El caso inició a raíz de un operativo realizado por la Policía Nacional en la parroquia Urdaneta, cantón Saraguro, que culminó en la aprehensión de Segundo M.P., De acuerdo con los informes judiciales, durante el allanamiento a un inmueble, los agentes incautaron 47 paquetes de una sustancia vegetal verde, posteriormente identificada como marihuana, así como una funda con varias dosis de clorhidrato de cocaína.
La Fiscalía detalló que el acusado se encontraba en el lugar durante el operativo por lo que se procedió a su detención inmediatamente. Luego de la audiencia de flagrancia, el procesado recibió prisión preventiva y se formalizó la acusación por tráfico de drogas a gran escala.
Evidencia presentada y análisis pericial
En el juicio, la Fiscalía presentó informes clave. Entre las principales pruebas estuvo la pericia de análisis químico, verificación y pesaje de las sustancias decomisadas, que arrojó un resultado de 45,9 kilogramos de marihuana y 14 gramos de clorhidrato de cocaína.
También se incluyeron los testimonios de los policías que intervinieron en la operación, junto con los reportes oficiales sobre el allanamiento y la aprehensión del individuo. Los testimonios policiales y los documentos ingresados bajo cadena de custodia permitieron reforzar la acusación.
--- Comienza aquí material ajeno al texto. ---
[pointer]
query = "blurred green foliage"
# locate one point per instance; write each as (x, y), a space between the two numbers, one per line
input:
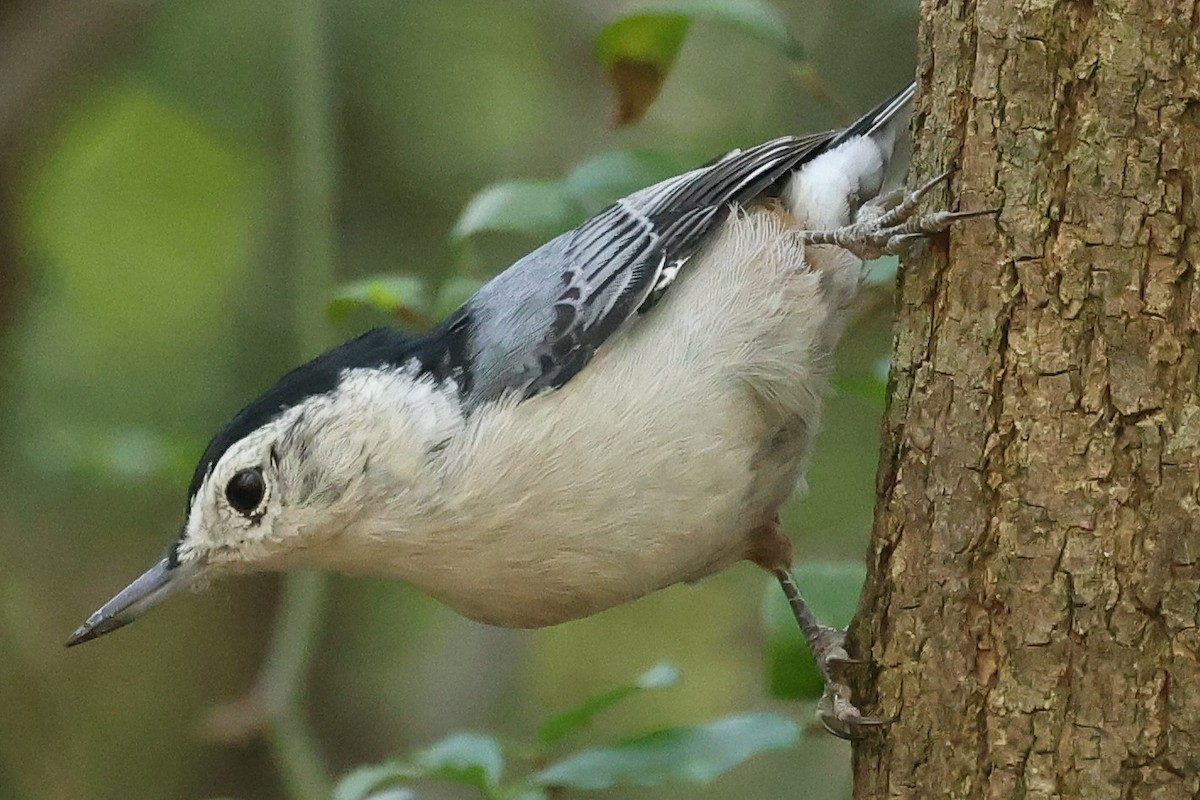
(696, 753)
(149, 209)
Otro de los elementos incorporados a la investigación fue el informe de reconocimiento del sitio de los hechos y el levantamiento de las evidencias incautadas. Se destacó que durante el decomiso se encontraron además balanzas y dinero en efectivo en poder del sentenciado.
Valoración judicial y resolución
Después de analizar toda la evidencia, el Tribunal consideró que la Fiscalía logró desvirtuar la presunción de inocencia de Segundo M.P., y probó, con suficiente peso, cada aspecto de la acusación. En consecuencia, dictó la sentencia de veintidós años de reclusión, en concordancia con la tipificación y sanción establecidas en el artículo 220 del Código Orgánico Integral Penal (COIP), que castiga el tráfico de drogas en gran escala con penas que van de veintidós a veintiséis años.
El caso destaca el trabajo conjunto de la Fiscalía y la Policía Nacional para combatir el tráfico ilícito de sustancias sujetas a fiscalización, apoyándose en análisis periciales, testimonios directos y estricto control de la evidencia desde su levantamiento hasta su presentación ante la justicia.
La sentencia representa una de las más severas en la región por tráfico de marihuana a gran escala y marca un precedente en la aplicación estricta de la ley contra este tipo de delitos.